Einkehrtag Familienkreis
Einkehrtag Familienkreis

Einkehrtag 

Gleichnisse als Orientierungshilfe für unseren Alltag
Einkehrtag Familienkreis III mit Pfr Ingo Heinrich

Unseren Einkehrtag am Samstag, dem 27. April, im Marianum gestaltete der Familienkreis III mit biblischen Gleichnissen. Mit Pfr Ingo Heinrich, Pfarreien Maria Königin, Langenselbold, und St. Peter und Paul, Rodenbach, hatten wir einen Referenten gewonnen, der unserem Familienkreis eng verbunden ist.

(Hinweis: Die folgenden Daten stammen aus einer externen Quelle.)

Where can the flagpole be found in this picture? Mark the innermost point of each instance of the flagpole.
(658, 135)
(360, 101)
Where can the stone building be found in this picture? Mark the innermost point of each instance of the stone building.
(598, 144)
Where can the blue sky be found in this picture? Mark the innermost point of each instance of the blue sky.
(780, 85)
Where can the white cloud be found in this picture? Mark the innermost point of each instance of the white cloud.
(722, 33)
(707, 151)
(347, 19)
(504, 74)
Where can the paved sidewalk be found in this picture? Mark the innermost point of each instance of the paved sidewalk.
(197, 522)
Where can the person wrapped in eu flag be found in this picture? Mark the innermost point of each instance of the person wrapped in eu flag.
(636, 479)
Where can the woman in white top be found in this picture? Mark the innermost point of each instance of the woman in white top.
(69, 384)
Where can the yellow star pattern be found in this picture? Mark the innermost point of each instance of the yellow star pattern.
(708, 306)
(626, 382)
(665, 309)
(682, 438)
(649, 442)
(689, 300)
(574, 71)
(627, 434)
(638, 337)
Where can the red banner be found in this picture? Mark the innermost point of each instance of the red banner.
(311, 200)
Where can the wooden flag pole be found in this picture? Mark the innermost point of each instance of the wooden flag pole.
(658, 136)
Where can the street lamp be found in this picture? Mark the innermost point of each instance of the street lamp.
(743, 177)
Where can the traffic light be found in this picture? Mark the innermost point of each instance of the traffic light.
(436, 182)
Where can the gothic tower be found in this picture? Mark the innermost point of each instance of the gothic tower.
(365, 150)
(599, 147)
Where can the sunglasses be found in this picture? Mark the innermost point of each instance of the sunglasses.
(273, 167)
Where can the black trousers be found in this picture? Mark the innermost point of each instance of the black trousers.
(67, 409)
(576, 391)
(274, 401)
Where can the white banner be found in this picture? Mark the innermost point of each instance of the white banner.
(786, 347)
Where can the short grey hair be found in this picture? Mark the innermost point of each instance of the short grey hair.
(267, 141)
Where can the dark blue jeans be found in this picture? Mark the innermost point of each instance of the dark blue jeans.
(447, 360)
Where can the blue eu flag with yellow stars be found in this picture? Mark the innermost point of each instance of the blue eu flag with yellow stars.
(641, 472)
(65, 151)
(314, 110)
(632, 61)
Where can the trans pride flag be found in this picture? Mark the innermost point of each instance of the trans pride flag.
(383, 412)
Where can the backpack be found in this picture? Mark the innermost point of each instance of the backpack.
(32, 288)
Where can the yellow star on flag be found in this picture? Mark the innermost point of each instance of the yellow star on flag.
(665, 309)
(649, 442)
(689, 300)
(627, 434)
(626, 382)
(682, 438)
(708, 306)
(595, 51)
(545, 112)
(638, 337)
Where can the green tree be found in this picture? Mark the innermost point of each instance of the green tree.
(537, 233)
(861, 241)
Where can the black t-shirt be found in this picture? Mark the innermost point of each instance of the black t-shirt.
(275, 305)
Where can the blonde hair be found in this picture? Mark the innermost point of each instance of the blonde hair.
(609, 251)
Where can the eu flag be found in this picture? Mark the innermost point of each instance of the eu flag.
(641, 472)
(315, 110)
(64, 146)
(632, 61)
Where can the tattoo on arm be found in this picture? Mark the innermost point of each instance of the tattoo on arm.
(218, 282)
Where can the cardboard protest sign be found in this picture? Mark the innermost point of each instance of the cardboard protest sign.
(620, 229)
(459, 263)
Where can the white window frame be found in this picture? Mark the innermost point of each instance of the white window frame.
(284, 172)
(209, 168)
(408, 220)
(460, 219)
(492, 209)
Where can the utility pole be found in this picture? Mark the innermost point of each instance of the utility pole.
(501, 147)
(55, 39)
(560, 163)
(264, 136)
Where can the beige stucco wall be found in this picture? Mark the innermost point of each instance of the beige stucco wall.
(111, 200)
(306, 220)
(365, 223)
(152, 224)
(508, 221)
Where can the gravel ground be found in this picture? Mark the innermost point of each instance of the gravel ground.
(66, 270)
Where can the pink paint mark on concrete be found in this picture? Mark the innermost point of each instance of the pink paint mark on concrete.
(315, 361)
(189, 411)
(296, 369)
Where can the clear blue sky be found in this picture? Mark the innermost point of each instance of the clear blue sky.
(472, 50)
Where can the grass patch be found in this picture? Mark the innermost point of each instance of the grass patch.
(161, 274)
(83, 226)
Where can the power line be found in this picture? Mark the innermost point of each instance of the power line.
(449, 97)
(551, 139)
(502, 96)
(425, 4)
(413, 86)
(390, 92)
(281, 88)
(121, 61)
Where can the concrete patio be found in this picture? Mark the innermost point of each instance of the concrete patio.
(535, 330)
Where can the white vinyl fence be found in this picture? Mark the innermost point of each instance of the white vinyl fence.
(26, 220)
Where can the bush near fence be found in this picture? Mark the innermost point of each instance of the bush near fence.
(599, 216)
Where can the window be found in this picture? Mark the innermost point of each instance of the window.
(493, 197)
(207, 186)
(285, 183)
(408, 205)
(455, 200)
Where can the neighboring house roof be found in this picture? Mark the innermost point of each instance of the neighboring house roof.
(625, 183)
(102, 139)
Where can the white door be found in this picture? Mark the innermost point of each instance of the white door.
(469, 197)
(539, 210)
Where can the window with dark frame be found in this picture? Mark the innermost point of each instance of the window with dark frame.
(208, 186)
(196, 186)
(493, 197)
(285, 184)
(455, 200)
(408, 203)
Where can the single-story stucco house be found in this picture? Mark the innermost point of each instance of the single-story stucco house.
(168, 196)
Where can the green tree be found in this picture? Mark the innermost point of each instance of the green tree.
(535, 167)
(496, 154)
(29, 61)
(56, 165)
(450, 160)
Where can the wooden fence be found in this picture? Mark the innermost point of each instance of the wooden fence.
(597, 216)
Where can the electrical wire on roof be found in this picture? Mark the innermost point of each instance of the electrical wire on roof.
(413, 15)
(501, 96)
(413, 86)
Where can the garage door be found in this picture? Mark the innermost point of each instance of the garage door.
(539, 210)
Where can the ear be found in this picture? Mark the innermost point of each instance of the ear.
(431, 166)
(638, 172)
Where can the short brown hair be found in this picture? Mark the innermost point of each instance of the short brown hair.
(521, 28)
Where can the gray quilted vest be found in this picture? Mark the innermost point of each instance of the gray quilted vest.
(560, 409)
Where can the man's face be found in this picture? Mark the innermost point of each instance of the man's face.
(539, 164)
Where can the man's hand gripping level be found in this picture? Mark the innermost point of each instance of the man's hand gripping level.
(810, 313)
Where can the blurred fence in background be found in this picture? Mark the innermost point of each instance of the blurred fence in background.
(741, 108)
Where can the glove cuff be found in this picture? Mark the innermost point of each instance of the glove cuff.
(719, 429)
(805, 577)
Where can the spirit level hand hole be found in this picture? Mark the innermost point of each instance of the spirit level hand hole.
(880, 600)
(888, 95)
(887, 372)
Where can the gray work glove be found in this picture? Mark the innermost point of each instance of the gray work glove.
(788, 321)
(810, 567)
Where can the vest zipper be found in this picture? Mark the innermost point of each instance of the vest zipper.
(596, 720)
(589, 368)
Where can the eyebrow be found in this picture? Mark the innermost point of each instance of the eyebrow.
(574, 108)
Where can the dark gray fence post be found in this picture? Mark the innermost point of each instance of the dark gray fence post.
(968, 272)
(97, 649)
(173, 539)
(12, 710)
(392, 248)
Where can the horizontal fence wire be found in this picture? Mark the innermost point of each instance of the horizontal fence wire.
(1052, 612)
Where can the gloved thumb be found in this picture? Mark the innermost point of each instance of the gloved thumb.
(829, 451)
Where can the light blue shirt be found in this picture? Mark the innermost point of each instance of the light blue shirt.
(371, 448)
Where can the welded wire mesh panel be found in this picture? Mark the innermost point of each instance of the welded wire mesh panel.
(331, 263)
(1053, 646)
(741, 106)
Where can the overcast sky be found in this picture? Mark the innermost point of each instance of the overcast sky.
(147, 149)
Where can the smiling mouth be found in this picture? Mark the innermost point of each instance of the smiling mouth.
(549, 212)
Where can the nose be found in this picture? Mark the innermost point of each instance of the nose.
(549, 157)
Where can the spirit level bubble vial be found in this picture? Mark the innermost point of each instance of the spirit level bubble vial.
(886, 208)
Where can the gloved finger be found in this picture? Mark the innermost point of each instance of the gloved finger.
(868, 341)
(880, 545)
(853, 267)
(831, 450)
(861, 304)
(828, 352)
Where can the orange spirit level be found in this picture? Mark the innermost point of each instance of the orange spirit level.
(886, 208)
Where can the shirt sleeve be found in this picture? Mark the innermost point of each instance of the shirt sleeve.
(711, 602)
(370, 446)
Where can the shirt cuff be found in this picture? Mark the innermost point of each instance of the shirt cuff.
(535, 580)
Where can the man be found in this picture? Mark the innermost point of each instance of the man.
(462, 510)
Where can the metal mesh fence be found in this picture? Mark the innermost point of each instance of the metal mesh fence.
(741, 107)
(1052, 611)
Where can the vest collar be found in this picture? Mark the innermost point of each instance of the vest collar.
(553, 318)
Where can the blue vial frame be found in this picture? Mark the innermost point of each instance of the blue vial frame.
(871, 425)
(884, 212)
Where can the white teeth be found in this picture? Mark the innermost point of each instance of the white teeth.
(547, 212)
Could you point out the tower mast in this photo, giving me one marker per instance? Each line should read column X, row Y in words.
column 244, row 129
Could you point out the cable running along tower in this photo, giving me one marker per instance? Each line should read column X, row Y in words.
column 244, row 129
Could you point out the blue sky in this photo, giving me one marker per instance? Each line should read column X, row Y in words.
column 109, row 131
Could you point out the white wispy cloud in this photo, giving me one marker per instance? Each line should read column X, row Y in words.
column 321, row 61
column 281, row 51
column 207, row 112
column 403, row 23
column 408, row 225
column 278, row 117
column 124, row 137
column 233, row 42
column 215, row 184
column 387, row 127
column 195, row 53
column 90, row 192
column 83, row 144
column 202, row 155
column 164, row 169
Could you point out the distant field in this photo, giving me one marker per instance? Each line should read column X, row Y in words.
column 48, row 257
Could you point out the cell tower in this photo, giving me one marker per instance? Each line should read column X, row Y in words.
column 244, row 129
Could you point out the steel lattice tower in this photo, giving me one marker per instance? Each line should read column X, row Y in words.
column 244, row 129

Einleitend mit einer Übersicht der Gleichnisse in den Evangelien erläuterte Ingo Heinrich deren Wurzeln und den geschichtlichen und kulturellen Hintergrund. Jesus selbst war ein begnadeter Erzähler. Seine Gleichnisse vermitteln damals wie heute den Zuhörern das Handeln Gottes, seinen Willen und Wesen, seine Gnade. Am Gleichnis vom verlorenen Sohn (LK 15,11-32) wird die Barmherzigkeit des Vaters deutlich und offenbar. Zuvor berichtet der Evangelist von der verlorenen Drachme, und dem verlorenen Schaf, zwei weitere Gleichnisse, die die Verlust-Erfahrung Gottes ausdrücken. Das Verlorene wird nicht sich selbst überlassen. Gott begibt sich auf den Weg, das Verlorengegangene zu suchen. Und nach dem erfolgreichen Finden behält er seine Freude nicht für sich, sondern teilt sie großzügig und im Überfluss.

Jesus würde uns heute auch Gleichnisse erzählen. Doch welche Sprache, welche Bilder würde er wählen? Mit einem möglichen Beispiel beschäftigten wir uns am Nachmittag: Geigenbau als Gleichnis für das Leben. Martin Schleske, Physiker, Geigenbauer und Christ, befasst sich wissenschaftlich, handwerklich und auch spirituell mit Klängen, Schwingungen und Resonanzen. Wie eine gespielte Saite der Geige nur dann erklingen kann, wenn ein Resonanzkörper die Schwingungen entfaltet und verstärkt, wirkt Gott in jedem von uns, bringt uns in Resonanz und verteilt so seine Klangvielfalt. Es ist Geschenk und Gnade, wenn wir es zulassen.